Getting a "sense" of our glucose readings doesn't help anyone, I told Brian: we need readings we can depend on.

"We realize that accuracy is the biggest challenge," Brian says. "Just comparable with CGM measurement interstitial fluid, there will promising live a clock lag between the tear apart readings and plasma glucose readings you get with fingerstick tests."

So not surprisingly, the lenses bequeath likely be another form of "adjunct therapy" like current CGMs (i.e. not approved past FDA for stand-unequaled use for treatment decisions).

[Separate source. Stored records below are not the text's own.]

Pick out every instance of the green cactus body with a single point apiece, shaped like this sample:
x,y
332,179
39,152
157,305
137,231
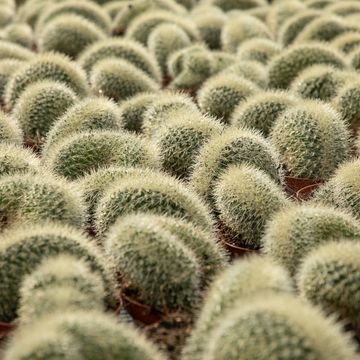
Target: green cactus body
x,y
23,249
285,327
245,199
125,49
222,93
330,276
242,280
312,140
232,147
181,139
79,154
137,244
52,67
295,231
39,106
261,110
119,79
154,194
284,68
80,335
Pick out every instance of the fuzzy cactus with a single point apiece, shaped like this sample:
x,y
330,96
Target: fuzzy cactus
x,y
54,67
262,110
80,335
330,276
125,49
119,79
245,199
287,328
297,230
181,139
242,280
24,248
89,114
153,193
232,147
312,139
60,283
77,155
137,244
39,106
284,68
56,34
222,93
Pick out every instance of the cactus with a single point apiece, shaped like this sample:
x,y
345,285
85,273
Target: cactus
x,y
54,67
241,281
119,79
245,199
133,111
24,248
232,147
222,93
154,193
330,276
77,155
124,49
297,230
164,40
181,139
60,283
262,110
15,160
260,50
39,106
80,335
89,114
240,28
322,82
10,131
161,269
284,68
287,328
56,34
312,139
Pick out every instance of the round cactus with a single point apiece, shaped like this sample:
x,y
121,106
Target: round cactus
x,y
152,193
181,139
222,93
232,147
10,131
14,160
124,49
295,231
260,50
164,40
245,199
240,28
60,283
39,106
80,335
287,328
24,248
330,277
77,155
137,244
284,68
119,79
312,139
242,280
262,110
56,34
54,67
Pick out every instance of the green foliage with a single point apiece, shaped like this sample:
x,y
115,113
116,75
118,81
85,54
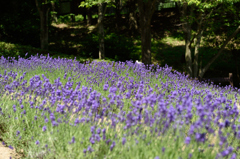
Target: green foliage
x,y
117,47
19,22
15,50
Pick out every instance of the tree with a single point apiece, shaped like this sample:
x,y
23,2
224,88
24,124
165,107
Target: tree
x,y
146,10
43,9
102,7
200,11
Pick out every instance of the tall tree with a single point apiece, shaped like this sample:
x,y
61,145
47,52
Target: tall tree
x,y
43,7
102,7
203,11
146,9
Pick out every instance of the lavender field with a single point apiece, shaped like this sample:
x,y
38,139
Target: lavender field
x,y
60,108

Isn't Google making an terribly monolithic wager here on non-invasive glucose monitoring, a dream that has eluded researchers and experts for decades now?

Brian says that the Google X team has been given the luxury of resources and musical accompaniment to tackle "big problems" and "the freedom to possibly fail."

We talked about the trio essentials for success among the diabetes community:

  • toll – there has to be square coverage, and the owed costs for patients cannot be to a fault burdensome
  • convenience – this can't cost just now some other layer of work for patients; the special lenses have to make life story easier!
  • accuracy – per above, we're already having to stage a political entity resist over the mean accuracy of the most accurate tools available, fingerstick meters; so these new lenses had better embody able to deliver the goods

Interim, IT's pretty stimulating to see a ball of fire equivalent Google publicly hailing their commitment to creating new tools for diabetes. "It's a big problem in our society, and we think we potty assistanc," Brian says.  "But Google is purposely keeping the messaging passing humble," he adds. "We're not experts in medicine, Beaver State in contact lenses. We can't practice this alone."

Have a go at it any goodness partners for Google in developing the Smart Lenses? Let's lend a hand where we can to make this a world!

** UPDATES:

July 15, 2014: News program reports say Google is now partnering with Swiss drug companionship Novartis' eye care partition to make over these non-invasive glucose-reading "smart lenses," and Google claims they may constitute available for consumer sale within v years. Run into this Novartis news release for Sir Thomas More item.

Nov. 16, 2018: As many a may have expectable, Google (at once known as Verily Life Sciences) has pulled the plug on its glucose-perception contact Lens project, known as Smart Genus Lens. The company issued a financial statement with to a greater extent detail happening what went into that decision.